Dr. Linda Austin: Then in order to make the diagnosis, do you actually have to take a biopsy during surgery as opposed to doing an imaging study?
Dr. Thomas E. Keane: Yeah, you can’t diagnose prostate cancer with an imaging study unless it is very advanced such as a bone scan to show you destruction of bone. An ultrasound will not detect prostate cancer. CT scan or an MRI will not detect prostate cancer. So, you are left with doing a biopsy of the prostate, which is actually depending on whom you read and there has been a lot of literature on this in the lay press, particularly in Charleston where it was said that a man needed a general anesthetic to undergo a prostate biopsy, that’s just not true. What they do need is local anesthetic infiltrator around the prostate and I must admit that we for a longtime did not use local anesthetic and it wasn’t until I met one of my friends who had prostate cancer, who told me that the worst part was the biopsy that I started looking at during local anesthetic and now it is the norm throughout the country that you will be given local anesthetic around the prostate, which showed numb things up and I would compare a prostate biopsy to a dental cleaning in terms of its discomfort.
Dr. Linda Austin: Now just to go back for a movement, you mentioned that it’s possible to have prostate cancer and have a normal PSA.
Dr. Thomas E. Keane: Yes.
Dr. Linda Austin: how about the opposite, at what PSA level -- is it almost likely, almost certain to be cancer, or can you ever say that?

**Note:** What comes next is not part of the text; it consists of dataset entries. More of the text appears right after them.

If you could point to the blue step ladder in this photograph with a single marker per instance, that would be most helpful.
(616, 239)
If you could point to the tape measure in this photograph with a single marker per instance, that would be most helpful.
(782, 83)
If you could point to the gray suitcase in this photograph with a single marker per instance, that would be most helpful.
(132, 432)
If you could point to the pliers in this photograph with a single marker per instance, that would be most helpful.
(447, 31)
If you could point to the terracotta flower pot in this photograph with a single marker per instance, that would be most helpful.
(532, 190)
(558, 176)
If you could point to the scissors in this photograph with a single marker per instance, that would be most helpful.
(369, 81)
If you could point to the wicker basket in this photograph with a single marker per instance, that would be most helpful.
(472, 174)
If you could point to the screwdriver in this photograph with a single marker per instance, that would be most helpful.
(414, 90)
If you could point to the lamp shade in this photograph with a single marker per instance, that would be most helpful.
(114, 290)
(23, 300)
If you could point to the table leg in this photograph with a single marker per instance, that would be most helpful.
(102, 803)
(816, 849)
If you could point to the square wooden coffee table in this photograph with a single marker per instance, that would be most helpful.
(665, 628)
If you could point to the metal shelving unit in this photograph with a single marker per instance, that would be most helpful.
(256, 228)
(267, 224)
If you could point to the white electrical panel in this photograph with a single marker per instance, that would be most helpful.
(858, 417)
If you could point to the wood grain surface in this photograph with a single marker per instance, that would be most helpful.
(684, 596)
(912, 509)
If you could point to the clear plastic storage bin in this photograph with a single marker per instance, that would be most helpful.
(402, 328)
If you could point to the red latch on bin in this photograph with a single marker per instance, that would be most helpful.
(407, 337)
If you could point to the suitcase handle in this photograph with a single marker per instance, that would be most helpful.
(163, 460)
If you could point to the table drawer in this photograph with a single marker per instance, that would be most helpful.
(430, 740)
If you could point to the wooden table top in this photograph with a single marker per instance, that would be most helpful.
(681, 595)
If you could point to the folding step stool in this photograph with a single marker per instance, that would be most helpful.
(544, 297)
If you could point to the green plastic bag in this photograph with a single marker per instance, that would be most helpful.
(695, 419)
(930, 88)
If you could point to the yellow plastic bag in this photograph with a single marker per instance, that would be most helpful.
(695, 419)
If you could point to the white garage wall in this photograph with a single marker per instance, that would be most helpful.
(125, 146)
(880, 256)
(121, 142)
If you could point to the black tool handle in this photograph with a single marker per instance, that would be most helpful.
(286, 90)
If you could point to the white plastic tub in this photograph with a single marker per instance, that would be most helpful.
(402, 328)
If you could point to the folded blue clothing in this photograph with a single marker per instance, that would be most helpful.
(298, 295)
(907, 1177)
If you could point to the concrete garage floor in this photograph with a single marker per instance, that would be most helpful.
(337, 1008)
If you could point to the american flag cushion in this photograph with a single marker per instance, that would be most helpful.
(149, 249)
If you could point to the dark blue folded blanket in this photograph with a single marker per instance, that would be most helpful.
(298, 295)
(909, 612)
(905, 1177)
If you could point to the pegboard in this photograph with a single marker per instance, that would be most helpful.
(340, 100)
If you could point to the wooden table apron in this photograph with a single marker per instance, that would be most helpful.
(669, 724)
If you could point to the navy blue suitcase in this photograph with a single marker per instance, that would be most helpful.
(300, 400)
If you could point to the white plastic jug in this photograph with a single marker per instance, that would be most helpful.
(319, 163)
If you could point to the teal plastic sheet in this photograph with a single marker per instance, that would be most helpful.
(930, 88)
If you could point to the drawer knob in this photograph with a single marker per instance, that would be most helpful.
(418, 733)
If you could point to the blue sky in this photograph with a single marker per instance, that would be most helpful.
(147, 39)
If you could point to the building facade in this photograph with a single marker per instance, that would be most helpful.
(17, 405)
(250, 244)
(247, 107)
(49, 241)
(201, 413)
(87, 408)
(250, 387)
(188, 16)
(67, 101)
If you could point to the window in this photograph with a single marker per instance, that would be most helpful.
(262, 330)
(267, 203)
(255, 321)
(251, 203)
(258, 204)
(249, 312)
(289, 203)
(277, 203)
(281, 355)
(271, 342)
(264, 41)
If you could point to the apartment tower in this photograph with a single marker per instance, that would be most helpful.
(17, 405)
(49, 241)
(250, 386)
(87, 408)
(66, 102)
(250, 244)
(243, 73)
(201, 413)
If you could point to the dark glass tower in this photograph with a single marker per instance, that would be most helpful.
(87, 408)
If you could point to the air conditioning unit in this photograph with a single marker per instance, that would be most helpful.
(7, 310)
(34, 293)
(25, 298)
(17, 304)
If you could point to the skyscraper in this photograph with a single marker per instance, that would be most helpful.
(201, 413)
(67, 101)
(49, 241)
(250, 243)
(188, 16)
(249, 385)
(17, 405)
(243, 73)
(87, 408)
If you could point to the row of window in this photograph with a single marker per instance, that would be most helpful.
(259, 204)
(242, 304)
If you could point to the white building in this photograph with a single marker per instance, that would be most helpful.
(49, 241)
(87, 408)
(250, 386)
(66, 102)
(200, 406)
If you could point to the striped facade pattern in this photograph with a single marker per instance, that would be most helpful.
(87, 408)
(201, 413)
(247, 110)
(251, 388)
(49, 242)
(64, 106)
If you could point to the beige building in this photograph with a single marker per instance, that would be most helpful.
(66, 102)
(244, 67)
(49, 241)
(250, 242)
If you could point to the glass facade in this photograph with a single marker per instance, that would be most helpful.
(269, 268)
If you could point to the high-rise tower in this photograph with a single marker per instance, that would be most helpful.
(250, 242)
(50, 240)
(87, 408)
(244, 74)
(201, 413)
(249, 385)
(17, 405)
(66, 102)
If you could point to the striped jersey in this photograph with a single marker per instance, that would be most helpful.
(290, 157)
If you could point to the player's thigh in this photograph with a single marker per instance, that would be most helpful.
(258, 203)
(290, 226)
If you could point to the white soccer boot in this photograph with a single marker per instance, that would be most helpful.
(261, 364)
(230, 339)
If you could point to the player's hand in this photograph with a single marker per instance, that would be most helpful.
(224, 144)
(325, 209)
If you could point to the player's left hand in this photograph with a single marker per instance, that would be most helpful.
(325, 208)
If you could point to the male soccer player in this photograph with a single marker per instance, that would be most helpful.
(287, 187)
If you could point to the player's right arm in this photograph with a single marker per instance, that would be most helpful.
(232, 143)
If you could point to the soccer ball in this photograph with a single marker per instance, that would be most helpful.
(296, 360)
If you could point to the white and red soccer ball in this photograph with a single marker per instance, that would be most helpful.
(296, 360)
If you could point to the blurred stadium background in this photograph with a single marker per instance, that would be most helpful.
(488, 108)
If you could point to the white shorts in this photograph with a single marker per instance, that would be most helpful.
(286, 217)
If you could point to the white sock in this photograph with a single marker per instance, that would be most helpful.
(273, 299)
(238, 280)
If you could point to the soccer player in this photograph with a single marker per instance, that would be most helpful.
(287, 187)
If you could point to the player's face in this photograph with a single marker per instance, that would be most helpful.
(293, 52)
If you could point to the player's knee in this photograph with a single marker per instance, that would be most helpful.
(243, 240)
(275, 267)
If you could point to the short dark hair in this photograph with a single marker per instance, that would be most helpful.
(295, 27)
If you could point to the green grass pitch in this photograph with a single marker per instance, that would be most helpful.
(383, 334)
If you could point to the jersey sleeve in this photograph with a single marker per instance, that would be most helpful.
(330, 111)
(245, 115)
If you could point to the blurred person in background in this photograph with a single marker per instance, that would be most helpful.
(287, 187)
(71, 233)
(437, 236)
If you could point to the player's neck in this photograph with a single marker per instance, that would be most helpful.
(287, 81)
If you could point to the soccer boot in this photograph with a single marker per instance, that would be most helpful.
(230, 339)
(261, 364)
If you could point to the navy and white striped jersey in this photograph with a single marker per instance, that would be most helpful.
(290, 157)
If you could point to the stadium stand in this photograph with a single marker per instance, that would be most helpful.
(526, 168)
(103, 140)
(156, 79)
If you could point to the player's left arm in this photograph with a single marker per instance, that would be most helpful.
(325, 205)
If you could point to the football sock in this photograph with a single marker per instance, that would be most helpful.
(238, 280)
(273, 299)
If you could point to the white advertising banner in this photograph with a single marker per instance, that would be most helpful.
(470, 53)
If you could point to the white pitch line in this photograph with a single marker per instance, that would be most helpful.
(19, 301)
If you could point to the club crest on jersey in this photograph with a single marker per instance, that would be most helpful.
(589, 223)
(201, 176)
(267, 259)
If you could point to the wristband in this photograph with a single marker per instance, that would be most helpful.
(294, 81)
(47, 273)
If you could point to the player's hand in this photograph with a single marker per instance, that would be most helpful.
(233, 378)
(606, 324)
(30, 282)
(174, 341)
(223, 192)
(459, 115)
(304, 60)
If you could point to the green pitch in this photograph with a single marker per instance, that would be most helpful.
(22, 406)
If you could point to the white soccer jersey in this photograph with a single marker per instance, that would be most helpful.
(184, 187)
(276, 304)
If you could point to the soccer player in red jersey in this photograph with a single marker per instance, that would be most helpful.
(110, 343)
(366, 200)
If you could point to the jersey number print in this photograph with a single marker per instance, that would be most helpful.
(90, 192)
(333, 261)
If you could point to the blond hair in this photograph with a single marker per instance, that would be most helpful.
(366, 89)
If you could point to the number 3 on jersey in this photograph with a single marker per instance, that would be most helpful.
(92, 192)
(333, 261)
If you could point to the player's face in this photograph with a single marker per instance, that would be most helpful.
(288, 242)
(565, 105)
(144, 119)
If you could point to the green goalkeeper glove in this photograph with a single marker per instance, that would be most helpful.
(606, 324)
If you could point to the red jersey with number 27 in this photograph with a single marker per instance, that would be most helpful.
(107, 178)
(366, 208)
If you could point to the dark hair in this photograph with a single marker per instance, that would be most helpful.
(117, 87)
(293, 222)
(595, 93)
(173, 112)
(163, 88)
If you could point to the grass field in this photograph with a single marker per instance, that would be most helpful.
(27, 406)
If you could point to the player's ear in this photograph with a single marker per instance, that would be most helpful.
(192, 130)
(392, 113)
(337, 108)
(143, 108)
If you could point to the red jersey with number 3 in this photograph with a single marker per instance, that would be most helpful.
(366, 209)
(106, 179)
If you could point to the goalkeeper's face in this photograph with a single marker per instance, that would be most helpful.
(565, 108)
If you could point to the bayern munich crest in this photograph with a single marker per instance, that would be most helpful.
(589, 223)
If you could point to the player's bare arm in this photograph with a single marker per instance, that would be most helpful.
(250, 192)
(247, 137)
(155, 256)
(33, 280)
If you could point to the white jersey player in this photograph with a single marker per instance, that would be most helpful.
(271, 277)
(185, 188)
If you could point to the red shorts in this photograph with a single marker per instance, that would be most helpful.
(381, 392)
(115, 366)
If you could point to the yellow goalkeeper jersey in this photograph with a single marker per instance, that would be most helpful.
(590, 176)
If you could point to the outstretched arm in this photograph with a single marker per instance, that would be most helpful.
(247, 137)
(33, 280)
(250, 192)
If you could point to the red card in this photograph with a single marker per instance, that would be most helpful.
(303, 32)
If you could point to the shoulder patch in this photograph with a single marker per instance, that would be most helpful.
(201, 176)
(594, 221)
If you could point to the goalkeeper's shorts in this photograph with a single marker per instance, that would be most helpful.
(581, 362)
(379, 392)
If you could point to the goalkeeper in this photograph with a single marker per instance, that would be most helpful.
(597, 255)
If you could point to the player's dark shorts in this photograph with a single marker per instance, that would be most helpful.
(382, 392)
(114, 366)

Dr. Thomas E. Keane: It’s very difficult to say with any grade of certainty. There are three causes for an elevated PSA, one is benign prostatic growth, second is prostatic inflammation, and the third is prostate cancer. Very frequently, all three processes are occurring at the same time and as such what has caused your PSA to rise may not be your prostate cancer, it could be benign growth or it could be some inflammation and then the biopsy happened to detect the fact that you had a prostate cancer present also. So, where PSA absolutely comes into its own as a tumor marker is after definitive treatment of prostate cancer. For instance, if you have had a local prostate cancer removed surgically, I have been given radiation, I have had it frozen, or you are on hormones. If the PSA starts to rise after these that is a sure indication, that it’s the cancer that’s activating the PSA and with that being said, then you know the true value of PSA as a tumor marker. While the prostate is still in place and nothing has been done, as I said, there are many causes for an elevation in the PSA, one of them happens to be prostate cancer.
Dr. Linda Austin: Dr. Keane, thank you so much.
Dr. Thomas E. Keane: You’re welcome.